増えるスマホメーカーのリアル店舗 対面で相談や修理を依頼「ASUS Store Akasaka」の魅力とは(日経トレンディネット)



8/20(月) 11:00配信

日経トレンディネット

 これまで、スマホの端末メーカーが自ら展開する販売・サポート拠点といえば、アップルのApple Storeのほかにほとんどなかった。しかしここ数年で、その状況は変わりつつある。端末メーカーの直営店が増えているのだ。例えば、SIMフリースマートフォンで人気が高いファーウェイは、東京と大阪に持ち込み修理や純正アクセサリーの販売を行う「カスタマーサービスセンター」を開設。SIMフリースマホの定番メーカーエイスーステック・コンピューター(ASUS)は、2018年3月に「ASUS Store Akasaka」をオープンしている。

【関連画像】バックヤードの設備はASUSの社内基準に準拠しており、クオリティーに関してはピックアップサービスを利用した場合と変わらない(ASUS JAPAN提供)

 今回は、メーカーの直営店がユーザーにとってどんなメリットがあるのか、そしてメーカーにはどのような狙いがあるのかを探るべく、ASUS JAPANシステムビジネス事業部ダイレクトセールス課の中村正志氏に話を聞いた。

サポート拠点としての機能がメイン

 メーカーの直営店の役割は、大きく分けて2つある。

 1つがサポートだ。端末メーカーによるサポートとしては、製品が破損したり故障が疑われたりするときに自宅から修理を依頼できる「ピックアップサービス」を用意しているところが多い。しかしこの方法では、修理品の輸送にどうしても時間がかかるうえ、トラブルの原因の究明やその対策についてスタッフに相談することもできない。

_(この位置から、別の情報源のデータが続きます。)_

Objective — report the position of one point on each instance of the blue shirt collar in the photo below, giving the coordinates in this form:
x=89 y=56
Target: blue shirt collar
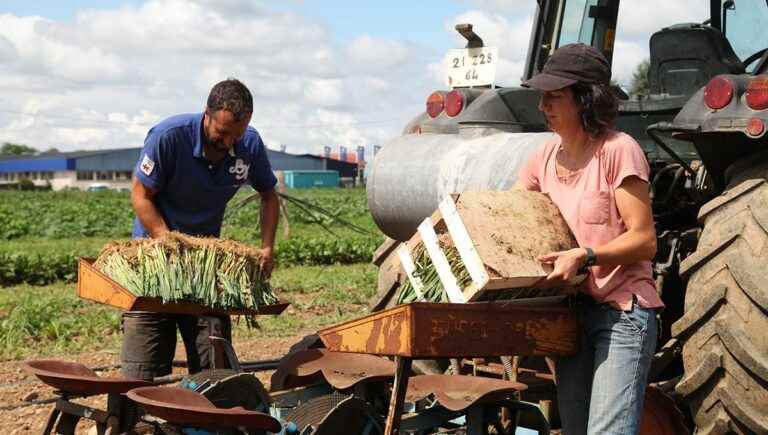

 ASUSも「ピックアップサービス」を展開しているが、インターネットでASUS製品に対するクチコミをチェックしてみると、トラブル時のサポートに対する不満が少なくない。ピックアップサービスではスマホが手元を離れてからどのようなチェックがされたのかや、修理の進捗状況が見えないからだ。ユーザーはスマホの修理が終わって返送されるのをただ待つしかなく、ストレスにつながってしまう。

 そこで、対面で相談や修理を依頼できるサポート拠点「ASUS Store Akasaka」を開設し、サポートに不安を感じるユーザーの支援を強化しようと考えたという。

 カウンターでスマホの症状を伝えると、スタッフがスマホの状態をチェック。修理の見積もりを出す。ユーザーが同意すると、ASUS Store Akasakaのバックヤードで修理するという流れだ。バックヤードの設備はASUSの社内基準に準拠しており、修理のクオリティーはピックアップサービスを利用した場合と同等だ。

 修理の受付枠は、スマートフォンの場合で15分に2つ、PCなどの場合で15分に1つ。修理依頼はオンラインでの事前予約が基本だが、予約なしで来店した場合でも受け付けてくれる(予約が入っていれば予約が優先)。いざというとき、飛び込みでも可能な限り迅速に対応してもらえるのはリアル店舗ならではのメリットだ。

 もし、修理見積もりが高額になった場合は、ASUS Store Akasakaが指定する端末に限り、特価で購入できるサービスも提供。取材時点では「ZenFone 3」の5.2型モデルが2万円(5月25日時点における同機種の価格。comでの最安値は約2万5000円)と案内されていた。

 ASUS Store Akasakaでは、代替機の貸し出し(1回1000円)もしている。部材が確保できる場合は当日中に引き渡す「クイックリペア」の導入も検討するなど、ユーザーの手元にスマホがない時間を最小化するためのサービスを拡充している。